The user cites an NSA investigation on crytopgraphic money networks that began in the early-'90s and believes that Satoshi is actually Tatsuaki Okamoto, one of the main NSA researchers.

“Scientific technology grants issued by government and intelligence agencies are how these labs are funded and promoted,” the reddit user nicolaosq writes. “The regulation and control of bitcoin has been actively developed alongside the development of the network.”

However unlikely, despite the libertarian wet dreams of bitcoin’s initial ambitions, the pseudo-anonymous currency could actually be the perfect way for governments to keep an NSA-like eye on the world’s transactions. In the eyes of these conspiracy theorists, it's for this reason that the Department of Homeland Security embraced the cryptocurrency at the Senate hearing on Monday. As bitcoin becomes assimilated into the financial system, which the US still controls with an iron grip, it becomes orders of magnitude easier to monitor than physical cash.
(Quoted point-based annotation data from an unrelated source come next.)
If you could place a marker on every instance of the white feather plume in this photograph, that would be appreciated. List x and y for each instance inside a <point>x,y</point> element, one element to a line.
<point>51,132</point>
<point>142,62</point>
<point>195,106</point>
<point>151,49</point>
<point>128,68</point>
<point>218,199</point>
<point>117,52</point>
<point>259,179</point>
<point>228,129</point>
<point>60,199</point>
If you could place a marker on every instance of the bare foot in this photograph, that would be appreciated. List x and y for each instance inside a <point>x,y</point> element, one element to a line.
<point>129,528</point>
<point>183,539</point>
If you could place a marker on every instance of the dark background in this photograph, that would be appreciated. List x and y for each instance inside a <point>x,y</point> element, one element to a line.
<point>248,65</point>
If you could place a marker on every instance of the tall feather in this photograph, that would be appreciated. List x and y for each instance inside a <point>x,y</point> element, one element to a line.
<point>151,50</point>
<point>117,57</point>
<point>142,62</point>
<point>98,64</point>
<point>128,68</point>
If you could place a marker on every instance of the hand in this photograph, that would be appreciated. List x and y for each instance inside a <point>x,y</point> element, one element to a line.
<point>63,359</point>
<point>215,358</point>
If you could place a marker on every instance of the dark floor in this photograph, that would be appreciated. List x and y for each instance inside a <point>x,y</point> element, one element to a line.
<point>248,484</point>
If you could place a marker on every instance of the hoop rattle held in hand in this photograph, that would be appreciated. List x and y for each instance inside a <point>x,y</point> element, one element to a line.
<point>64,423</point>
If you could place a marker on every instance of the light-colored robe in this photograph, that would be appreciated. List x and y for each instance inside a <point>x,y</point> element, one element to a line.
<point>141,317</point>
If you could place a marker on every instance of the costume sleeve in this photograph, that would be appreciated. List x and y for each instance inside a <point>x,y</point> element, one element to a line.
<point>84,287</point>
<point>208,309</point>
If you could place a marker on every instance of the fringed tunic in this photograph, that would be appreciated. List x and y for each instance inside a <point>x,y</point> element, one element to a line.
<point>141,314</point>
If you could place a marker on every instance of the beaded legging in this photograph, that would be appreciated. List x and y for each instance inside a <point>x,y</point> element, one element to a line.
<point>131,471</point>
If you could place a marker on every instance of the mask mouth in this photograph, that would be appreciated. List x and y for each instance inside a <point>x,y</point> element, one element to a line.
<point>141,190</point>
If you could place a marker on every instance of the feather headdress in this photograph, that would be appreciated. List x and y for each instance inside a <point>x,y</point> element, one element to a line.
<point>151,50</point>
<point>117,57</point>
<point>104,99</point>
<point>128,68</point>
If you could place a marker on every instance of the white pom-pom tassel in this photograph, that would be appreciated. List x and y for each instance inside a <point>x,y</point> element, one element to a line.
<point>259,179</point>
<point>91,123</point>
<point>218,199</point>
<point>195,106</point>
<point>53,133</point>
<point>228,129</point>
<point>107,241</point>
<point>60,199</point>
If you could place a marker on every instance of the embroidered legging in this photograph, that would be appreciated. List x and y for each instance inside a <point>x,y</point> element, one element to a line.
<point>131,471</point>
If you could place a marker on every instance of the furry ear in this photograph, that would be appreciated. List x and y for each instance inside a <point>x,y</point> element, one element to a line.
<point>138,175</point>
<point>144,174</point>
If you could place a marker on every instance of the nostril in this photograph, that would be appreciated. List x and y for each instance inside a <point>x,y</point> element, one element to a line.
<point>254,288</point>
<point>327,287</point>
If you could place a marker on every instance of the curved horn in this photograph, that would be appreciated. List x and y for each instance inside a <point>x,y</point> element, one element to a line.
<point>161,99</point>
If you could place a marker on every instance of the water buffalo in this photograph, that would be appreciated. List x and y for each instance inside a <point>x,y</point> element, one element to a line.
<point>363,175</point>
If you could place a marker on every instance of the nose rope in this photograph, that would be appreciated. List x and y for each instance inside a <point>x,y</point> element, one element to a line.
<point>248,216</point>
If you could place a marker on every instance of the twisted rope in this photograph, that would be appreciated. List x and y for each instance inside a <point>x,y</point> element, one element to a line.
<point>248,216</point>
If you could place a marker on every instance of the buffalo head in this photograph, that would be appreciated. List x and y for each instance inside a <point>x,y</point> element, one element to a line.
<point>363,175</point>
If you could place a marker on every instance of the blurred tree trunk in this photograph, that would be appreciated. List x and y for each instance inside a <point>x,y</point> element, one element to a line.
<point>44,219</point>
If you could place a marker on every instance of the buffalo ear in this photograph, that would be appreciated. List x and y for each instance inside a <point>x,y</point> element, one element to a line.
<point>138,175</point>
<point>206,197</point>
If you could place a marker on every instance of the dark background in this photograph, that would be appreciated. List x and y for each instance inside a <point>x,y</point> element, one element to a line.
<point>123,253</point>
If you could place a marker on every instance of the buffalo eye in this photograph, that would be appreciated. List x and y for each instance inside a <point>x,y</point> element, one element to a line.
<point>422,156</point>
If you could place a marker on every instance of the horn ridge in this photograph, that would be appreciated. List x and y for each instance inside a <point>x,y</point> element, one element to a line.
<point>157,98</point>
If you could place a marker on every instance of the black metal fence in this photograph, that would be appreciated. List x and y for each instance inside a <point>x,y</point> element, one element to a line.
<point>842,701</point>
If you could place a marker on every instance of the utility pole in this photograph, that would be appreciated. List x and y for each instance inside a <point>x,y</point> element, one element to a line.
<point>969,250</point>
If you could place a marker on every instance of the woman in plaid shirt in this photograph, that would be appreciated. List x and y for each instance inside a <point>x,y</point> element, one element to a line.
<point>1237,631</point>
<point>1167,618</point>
Is it crazy to think that such monitoring systems are already developed or are under development? Indeed, there are numerous other benefits that virtual currencies could have for governments and central banks. There’s growing discussion of the advantages that e-money could have for Federal Reserve policy, allowing them to set interest rates without clunky mechanisms like quantitative easing, and that paper money is actually holding the system back.

In the end, none of it might matter. The people have already spoken. Government creation or not, everyone loves bitcoin, which is bad news for the money launderers and anarchists. For the rest of us, we can simply sit back and enjoy the lower fees.